Tapatalk

How to remove line breaks in a numbered list?

How to remove line breaks in a numbered list?

1
NewbieNewbie
1

    Oct 28, 2014#1

    I converted a PDF into a text file, and the result is that most numbered lists have multiple line breaks. I would like each numbered item to be on its own line, regardless of the line length. I'm trying to insert the lines as records into a database.

    Example: I want to convert

    Code: Select all

    1. some text
     and more text
     and a little more
    2. more stuff
    3. other stuff
    and some
    more other stuff
    to

    Code: Select all

    1. some text and more text and a little more
    2. more stuff
    3. other stuff and some more other stuff
    Any help would be greatly appreciated.

    11327
    MasterMaster
    11327

      Oct 29, 2014#2

      Search->Replace
      Check Regular expressions: and choose Perl
      Check Replace all from top of file

      Step One
      Find what: \r\n
      Replace with: space (symbol with ASCII code 32)

      Step Two
      Check Regular expressions: and choose Perl
      Check Replace all from top of file

      Find what: (.)(\d+\.)
      Replace with: $1\r\n$2
      It's impossible to lead us astray for we don't care even to choose the way.

      6,685587
      Grand MasterGrand Master
      6,685587

        Oct 29, 2014#3

        A perhaps better one step solution. Run a Perl Regular Expression replace searching for [\t ]*\r?\n[\t ]*(?![\r\n\d]) and using a single space as replace string.
        Best regards from an UC/UE/UES for Windows user from Austria

        11327
        MasterMaster
        11327

          Oct 30, 2014#4

          Mofi wrote:A perhaps better one step solution.
          Yes, indeed!!! Could you please give some brief explanations for "[\t ]*\r?\n[\t ]*(?![\r\n\d])". I nearly understood this regex, but I want full clarity.
          Thank you for your help!
          It's impossible to lead us astray for we don't care even to choose the way.

          6,685587
          Grand MasterGrand Master
          6,685587

            Oct 30, 2014#5

            [\t ]* ... find zero or more tabs or spaces left to

            \r?\n ... an optional carriage return and a line-feed (= DOS or UNIX line terminator, but not MAC) and

            [\t ]* ... find zero or more tabs or spaces at beginning of next line

            (?![\r\n\d]) ... which starts NOT with a carriage return, line-feed or a digit after optional tabs and spaces. This is a negative lookahead.

            This expression does not work for something like

            Code: Select all

            4. I have a
             6 years old son.
            5. His name is John.
            The second line starts also with a digit. A lookahead or lookbehind must be of fixed length. Therefore a negative lookahead could not be used to check if there is a dot after the number with 1 or more digits.

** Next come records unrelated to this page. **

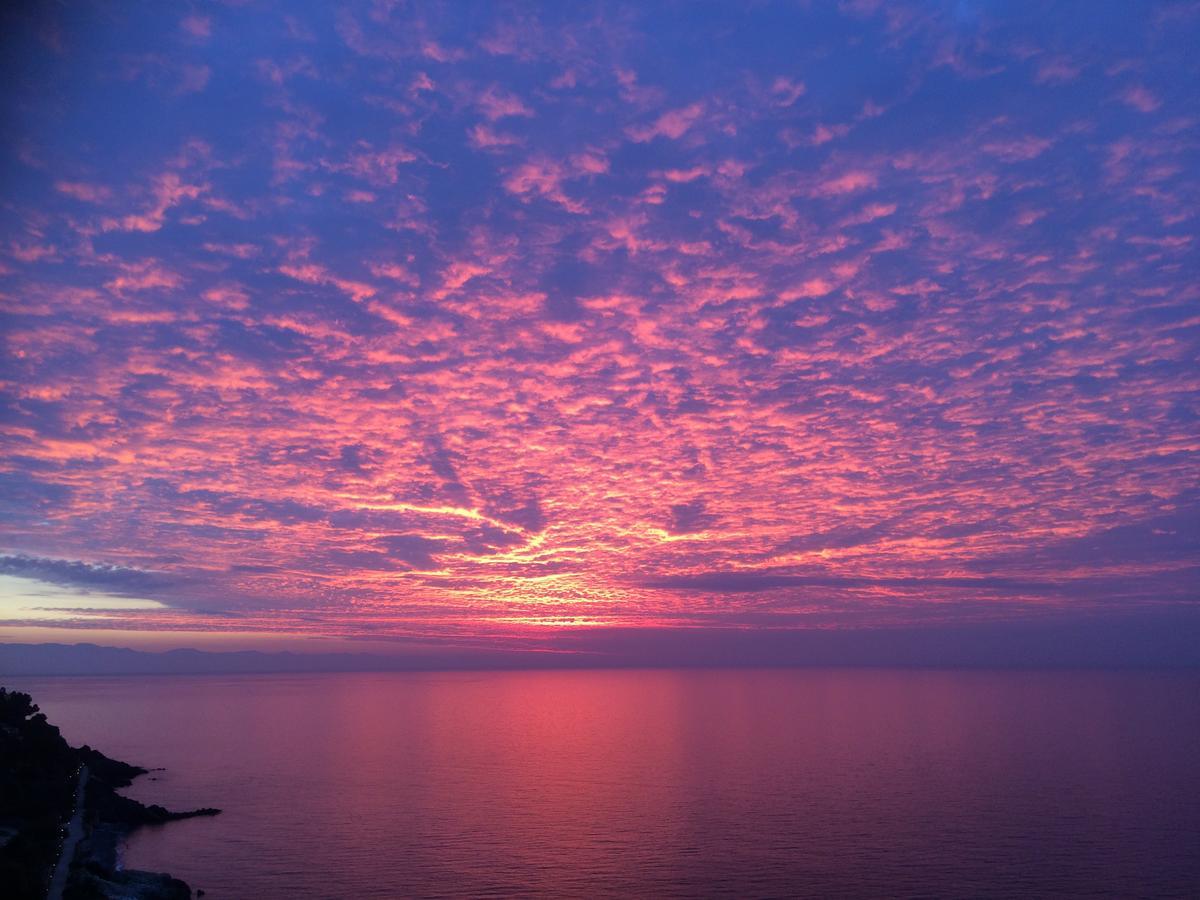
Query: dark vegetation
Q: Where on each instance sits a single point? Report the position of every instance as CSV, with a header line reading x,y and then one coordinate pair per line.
x,y
39,774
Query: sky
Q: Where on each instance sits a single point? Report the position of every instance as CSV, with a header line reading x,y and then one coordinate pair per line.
x,y
541,327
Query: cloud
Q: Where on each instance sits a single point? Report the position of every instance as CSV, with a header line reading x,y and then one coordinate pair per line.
x,y
673,124
460,328
76,574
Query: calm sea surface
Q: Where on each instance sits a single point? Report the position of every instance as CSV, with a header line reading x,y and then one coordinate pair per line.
x,y
659,784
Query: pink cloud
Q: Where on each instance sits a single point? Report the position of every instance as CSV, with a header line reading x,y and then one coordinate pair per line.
x,y
672,124
849,183
83,191
1140,99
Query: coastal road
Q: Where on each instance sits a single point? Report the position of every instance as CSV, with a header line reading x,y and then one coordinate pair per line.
x,y
75,832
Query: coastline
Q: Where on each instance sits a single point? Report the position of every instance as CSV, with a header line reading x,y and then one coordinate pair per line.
x,y
65,820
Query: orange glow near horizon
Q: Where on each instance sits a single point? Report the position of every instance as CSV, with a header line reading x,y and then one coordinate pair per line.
x,y
352,340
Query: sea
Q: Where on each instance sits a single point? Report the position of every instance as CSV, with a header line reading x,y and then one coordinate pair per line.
x,y
659,784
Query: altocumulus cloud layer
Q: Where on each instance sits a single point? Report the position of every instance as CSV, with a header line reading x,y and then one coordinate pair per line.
x,y
463,322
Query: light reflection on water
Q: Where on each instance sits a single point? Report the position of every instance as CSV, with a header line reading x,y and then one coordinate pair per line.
x,y
820,783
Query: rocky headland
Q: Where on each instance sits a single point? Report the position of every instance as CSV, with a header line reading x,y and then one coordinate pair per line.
x,y
49,846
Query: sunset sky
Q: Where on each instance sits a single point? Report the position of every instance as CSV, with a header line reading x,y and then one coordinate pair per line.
x,y
480,325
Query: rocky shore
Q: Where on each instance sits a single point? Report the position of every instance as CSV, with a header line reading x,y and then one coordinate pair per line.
x,y
40,774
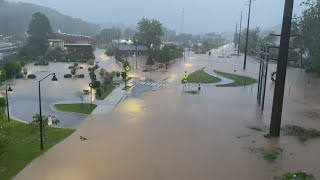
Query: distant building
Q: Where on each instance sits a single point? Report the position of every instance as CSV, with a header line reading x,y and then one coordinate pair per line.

            But it would be possible to use multiple negative lookaheads. So an even better search string for this task would be [\t ]*\r?\n[\t ]*(?![\r\n])(?!\d\.)(?!\d\d\.)(?!\d\d\d\.) if maximum number of the list (= maximum number of digits, here 3) is known.
            Best regards from an UC/UE/UES for Windows user from Austria

            11327
            MasterMaster
            11327

              Oct 30, 2014#6

              Thank you VERY MUCH, Mofi!!! Very useful answer!
              It's impossible to lead us astray for we don't care even to choose the way.